When you hear about the secret service these days, it’s typically a sordid tale of booze, hookers and sleeping one off when they should have been protecting the President.

But it wasn’t always that way. Back in the Clinton administration the man in suits and earpieces displayed a joyless dedication to their craft. They were there to prevent the unthinkable from happening to the world’s most powerful man and they weren’t afraid to strong-arm anyone who might get in the way of their duty.

Anyone including Mr. Met.

Before becoming a writer for, AJ Mass was the man behind the giant baseball head. In his new book, “Yes, It’s Hot in Here: Adventures in the Weird, Woolly World of Sports Mascots,” he writes about the day in 1997 that President Bill Clinton came to Shea Stadium to celebrate the 50th anniversary of Jackie Robinson breaking baseball’s color barrier. Mass decided he would track down the Commander-in-Chief for a memento of the occasion. “It was the holy grail for all mascots,” he writes. “A photo op and meet-and-greet with a sitting President.”

With two female college interns in tow, Mass searched the corridor under the stadium for the President.

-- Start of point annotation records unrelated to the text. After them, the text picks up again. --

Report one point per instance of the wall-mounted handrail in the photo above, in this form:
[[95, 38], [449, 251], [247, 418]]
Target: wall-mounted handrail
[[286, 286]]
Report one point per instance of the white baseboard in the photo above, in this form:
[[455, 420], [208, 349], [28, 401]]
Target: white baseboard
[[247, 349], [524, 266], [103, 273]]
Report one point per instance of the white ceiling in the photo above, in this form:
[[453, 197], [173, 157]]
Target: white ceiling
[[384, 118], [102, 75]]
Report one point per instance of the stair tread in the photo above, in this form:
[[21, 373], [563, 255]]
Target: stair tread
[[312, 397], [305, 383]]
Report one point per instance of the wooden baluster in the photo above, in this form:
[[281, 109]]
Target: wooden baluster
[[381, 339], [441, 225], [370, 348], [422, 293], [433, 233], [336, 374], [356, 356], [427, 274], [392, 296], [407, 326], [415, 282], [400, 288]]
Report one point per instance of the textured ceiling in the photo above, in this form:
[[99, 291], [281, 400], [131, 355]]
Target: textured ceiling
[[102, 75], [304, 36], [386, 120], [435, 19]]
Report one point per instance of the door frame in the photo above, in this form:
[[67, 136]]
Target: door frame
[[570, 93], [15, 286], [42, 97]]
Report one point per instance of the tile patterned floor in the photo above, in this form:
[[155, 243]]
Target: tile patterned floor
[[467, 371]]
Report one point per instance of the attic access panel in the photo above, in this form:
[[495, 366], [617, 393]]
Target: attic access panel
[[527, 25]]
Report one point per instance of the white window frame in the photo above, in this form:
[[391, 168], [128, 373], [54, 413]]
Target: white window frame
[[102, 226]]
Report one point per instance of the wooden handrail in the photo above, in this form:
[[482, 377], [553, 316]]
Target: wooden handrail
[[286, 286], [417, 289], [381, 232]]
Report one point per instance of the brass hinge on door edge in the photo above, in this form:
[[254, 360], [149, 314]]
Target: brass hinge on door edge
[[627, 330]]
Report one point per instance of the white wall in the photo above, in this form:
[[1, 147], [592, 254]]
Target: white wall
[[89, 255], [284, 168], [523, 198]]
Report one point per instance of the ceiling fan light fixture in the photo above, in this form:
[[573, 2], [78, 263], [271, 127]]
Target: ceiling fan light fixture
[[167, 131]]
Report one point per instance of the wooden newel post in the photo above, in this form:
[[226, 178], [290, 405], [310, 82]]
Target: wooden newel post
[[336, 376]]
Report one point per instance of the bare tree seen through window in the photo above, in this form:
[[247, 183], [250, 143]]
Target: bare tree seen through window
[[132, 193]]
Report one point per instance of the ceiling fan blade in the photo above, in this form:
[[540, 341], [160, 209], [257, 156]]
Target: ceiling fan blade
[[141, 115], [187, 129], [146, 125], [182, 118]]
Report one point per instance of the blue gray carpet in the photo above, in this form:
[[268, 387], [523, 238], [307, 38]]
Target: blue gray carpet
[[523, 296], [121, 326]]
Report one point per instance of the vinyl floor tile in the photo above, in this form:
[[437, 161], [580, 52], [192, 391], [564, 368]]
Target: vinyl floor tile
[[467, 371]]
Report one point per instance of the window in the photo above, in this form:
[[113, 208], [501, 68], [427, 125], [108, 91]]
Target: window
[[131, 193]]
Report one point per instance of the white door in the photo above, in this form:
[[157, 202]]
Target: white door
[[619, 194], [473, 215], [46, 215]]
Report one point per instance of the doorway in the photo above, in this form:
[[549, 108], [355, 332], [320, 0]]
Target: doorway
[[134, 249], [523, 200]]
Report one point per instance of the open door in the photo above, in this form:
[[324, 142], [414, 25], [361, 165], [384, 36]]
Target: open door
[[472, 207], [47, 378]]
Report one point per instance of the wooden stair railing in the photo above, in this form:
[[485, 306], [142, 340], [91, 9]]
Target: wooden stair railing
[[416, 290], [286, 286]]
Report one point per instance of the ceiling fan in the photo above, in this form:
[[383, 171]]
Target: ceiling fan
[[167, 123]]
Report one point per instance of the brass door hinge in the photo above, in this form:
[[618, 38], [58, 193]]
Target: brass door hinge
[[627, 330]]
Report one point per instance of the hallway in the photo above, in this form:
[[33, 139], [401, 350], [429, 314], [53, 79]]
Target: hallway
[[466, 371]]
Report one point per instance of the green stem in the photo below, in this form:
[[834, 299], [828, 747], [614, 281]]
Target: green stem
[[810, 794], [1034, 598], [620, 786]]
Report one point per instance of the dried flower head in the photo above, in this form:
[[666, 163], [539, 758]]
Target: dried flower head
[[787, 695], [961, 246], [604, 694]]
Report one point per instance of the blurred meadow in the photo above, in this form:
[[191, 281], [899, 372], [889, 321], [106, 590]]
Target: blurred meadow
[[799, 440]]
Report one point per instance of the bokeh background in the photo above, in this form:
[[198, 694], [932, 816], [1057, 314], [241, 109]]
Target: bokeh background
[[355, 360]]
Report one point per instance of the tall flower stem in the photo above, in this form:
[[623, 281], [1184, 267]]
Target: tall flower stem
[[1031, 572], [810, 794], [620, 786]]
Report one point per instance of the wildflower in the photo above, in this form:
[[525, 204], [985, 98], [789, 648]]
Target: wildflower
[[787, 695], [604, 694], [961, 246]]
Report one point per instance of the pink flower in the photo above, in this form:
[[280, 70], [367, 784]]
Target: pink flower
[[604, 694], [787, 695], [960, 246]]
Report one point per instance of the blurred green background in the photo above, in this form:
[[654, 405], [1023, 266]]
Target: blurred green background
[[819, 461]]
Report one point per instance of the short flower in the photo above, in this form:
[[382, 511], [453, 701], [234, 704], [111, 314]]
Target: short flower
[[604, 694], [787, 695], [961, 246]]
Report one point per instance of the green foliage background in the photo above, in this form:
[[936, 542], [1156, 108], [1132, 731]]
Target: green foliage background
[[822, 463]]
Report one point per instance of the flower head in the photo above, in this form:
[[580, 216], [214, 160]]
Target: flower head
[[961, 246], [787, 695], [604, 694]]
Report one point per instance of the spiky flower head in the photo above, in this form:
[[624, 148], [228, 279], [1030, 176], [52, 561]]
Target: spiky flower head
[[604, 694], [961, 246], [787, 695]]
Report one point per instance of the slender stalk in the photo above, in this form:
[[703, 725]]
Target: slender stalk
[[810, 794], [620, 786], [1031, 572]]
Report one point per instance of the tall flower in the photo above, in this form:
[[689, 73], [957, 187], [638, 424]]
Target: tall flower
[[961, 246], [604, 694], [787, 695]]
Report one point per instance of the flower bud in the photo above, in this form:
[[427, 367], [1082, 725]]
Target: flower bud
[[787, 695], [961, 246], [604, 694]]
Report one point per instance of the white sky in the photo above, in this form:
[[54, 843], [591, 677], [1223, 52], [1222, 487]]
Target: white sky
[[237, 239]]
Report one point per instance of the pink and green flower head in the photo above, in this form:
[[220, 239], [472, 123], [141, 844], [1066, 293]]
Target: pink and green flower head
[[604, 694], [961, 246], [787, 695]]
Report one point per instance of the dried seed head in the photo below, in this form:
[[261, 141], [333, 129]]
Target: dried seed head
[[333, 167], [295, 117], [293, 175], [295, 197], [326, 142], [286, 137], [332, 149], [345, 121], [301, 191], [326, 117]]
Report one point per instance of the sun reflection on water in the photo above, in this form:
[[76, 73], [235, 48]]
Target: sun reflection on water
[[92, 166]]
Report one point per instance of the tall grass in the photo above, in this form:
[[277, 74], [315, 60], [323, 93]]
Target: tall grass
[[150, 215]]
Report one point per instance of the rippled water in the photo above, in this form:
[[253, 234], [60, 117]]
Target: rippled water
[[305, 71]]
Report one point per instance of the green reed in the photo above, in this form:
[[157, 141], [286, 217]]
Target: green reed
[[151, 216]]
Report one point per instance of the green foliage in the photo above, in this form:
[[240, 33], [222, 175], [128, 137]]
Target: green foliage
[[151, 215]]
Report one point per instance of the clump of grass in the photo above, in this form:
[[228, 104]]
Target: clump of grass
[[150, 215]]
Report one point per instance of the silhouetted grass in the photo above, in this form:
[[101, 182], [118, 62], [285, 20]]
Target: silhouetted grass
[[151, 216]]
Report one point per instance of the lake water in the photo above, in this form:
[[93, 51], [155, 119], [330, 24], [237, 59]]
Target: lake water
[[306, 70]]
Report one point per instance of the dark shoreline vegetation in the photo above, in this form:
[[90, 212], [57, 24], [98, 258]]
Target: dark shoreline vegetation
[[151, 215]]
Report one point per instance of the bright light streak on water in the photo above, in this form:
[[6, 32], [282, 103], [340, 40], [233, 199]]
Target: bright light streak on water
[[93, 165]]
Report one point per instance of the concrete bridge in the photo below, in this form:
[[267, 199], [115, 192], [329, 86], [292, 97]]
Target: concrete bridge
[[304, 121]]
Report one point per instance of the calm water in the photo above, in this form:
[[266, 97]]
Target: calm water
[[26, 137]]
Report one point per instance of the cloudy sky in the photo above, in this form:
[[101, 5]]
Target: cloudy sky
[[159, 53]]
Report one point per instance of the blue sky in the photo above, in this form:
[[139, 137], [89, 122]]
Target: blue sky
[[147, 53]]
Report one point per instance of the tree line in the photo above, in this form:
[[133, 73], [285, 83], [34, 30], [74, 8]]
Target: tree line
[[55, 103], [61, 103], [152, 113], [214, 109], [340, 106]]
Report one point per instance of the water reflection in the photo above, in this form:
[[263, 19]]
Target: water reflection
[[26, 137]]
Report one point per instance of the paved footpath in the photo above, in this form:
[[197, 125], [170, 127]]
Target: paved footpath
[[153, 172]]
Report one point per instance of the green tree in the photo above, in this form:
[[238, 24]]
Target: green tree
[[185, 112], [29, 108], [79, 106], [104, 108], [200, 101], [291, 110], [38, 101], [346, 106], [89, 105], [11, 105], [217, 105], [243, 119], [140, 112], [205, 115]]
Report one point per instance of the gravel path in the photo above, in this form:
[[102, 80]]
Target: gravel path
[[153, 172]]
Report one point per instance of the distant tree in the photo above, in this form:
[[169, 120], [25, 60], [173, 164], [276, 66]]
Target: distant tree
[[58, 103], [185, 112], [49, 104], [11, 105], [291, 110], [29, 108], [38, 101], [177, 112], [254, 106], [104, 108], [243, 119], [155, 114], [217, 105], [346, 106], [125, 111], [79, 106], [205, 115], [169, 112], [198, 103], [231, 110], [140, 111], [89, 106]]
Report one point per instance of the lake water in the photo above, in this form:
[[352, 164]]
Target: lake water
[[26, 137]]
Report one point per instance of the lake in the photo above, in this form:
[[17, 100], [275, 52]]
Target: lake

But when he failed to fit his bulbous baseball head through a metal detector he was stopped by a grim-faced Secret Service agent. “We have snipers all around the stadium, just in case something were to happen,’ the agent told Mass. “Like I said, do whatever it is you normally do. But approach the President, and we go for the kill shot. Are we clear?”

In case the costumed Mass wasn’t quite clear, the agent repeated the threat a couple times.

Mass wisely decided he would be better off not getting that photo.

While the actions of the agent do seem a little heavy-handed, we can’t ignore the detail about Mr. Met travelling with those two college-aged interns. This was about a year before the whole Monica Lewinsky thing blow up. However, it’s a safe bet Clinton’s secret service agents were aware of the trouble Slick Willy would get himself into when confronted with young females doing unpaid work. Mass couldn’t have known this at the time, but the agent’s actions in keeping Mr. Met and his intern harem away from Clinton do seem a bit more reasonable in hindsight.

Years later, in 2006, Mr. Met was able to get that picture with Clinton.  Although by then Mass was no longer the one behind the faux-leather head.